People hurled themselves into the water and in a blink of the eye their laughter had become distant and dreamy. I was the only one inching forward with profound uncertainty, the nervousness increasing as the water crept up. Eventually I was swallowed entirely by the sea and breathing heavily due to both fright and temperature. I stood still and closely monitored my internal sensing system. Nothing in particular. Then I tried kicking my legs once and moving forward a little. It felt alright. In the uneasiness, I was more easily scared by the nightgowned objects such as buoys, mistaking them for human heads. But gradually, the over-sensitivity receded. I looked up and there the moon gazed down at us softly; the light from the lighthouse periodically swept through the sky. I was suddenly overwhelmed by the romance and soon forgot about the inconvenience. I learnt from Ernst Jan how to swim faster by fully utilizing the thrust created by kicking before opening the arms.

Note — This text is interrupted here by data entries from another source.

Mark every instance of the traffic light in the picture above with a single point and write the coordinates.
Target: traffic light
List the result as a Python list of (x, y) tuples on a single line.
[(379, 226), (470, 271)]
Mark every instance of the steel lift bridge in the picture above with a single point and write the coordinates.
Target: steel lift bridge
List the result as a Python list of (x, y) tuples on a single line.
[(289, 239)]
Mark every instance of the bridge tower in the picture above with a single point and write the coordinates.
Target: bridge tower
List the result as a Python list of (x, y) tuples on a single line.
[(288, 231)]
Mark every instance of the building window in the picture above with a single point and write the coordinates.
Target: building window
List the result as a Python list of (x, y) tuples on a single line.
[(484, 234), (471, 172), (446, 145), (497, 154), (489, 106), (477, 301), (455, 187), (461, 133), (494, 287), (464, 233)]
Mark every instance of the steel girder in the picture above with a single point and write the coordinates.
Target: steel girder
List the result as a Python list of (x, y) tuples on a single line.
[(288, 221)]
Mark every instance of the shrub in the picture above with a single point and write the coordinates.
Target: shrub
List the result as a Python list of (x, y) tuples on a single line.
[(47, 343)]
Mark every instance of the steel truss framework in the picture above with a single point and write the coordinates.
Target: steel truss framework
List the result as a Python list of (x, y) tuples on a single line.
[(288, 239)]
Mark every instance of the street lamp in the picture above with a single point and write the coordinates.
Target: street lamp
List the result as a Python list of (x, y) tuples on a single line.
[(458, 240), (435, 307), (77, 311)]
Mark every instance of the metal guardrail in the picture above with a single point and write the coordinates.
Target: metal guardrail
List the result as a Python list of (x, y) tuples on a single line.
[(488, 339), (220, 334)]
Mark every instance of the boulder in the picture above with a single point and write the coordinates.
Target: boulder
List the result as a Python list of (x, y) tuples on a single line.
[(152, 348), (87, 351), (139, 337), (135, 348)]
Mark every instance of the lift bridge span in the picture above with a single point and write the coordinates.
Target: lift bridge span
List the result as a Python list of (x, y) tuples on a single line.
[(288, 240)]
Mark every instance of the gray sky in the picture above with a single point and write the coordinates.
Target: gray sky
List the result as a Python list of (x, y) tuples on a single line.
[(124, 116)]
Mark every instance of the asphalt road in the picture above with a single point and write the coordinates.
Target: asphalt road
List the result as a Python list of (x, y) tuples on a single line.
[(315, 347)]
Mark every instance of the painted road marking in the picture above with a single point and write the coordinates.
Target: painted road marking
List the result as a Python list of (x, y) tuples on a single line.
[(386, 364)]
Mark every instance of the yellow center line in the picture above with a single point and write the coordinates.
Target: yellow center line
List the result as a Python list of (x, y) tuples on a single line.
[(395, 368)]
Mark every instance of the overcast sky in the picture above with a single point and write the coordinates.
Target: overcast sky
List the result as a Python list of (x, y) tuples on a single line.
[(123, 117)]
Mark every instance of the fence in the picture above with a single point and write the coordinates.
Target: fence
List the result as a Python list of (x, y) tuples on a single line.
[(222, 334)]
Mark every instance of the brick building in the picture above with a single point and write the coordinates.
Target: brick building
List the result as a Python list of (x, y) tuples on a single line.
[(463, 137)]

As I practiced the newly learned technique, I suddenly felt a warm flow gushing out right after a forceful kicking. I panicked, thinking the blood must have come out! I mechanically waded back to the beach and wrapped myself tight in the beach towel, enduring a clearest sensation of a malfunctioning tampon while praying to go back. It’s amazing that I managed to walk back with friends and talked to them as if nothing happened, while in truth my entire self was about to freak out. But alas, I almost burst into tears of joy in the bathroom when I found out there was absolutely nothing on my lovely cherry bathing suit! Elektra reinforced the consolation by “See? I told you so!” Thus, completing all the entrance examinations, I was able to enjoy all the outdoor activities freely in the later days. Now as I look back at it with a silly smiley face, I realized this is such an unexpected but valuable life experience I have learnt from that trip.
* In Israel, I’ve only seen hay cubes.
** Clearly, being naked naturally put me in a disadvantaged position.
*** And there was only one other person beside me. It was precisely in such an occasion that people would feel like starting a conversation.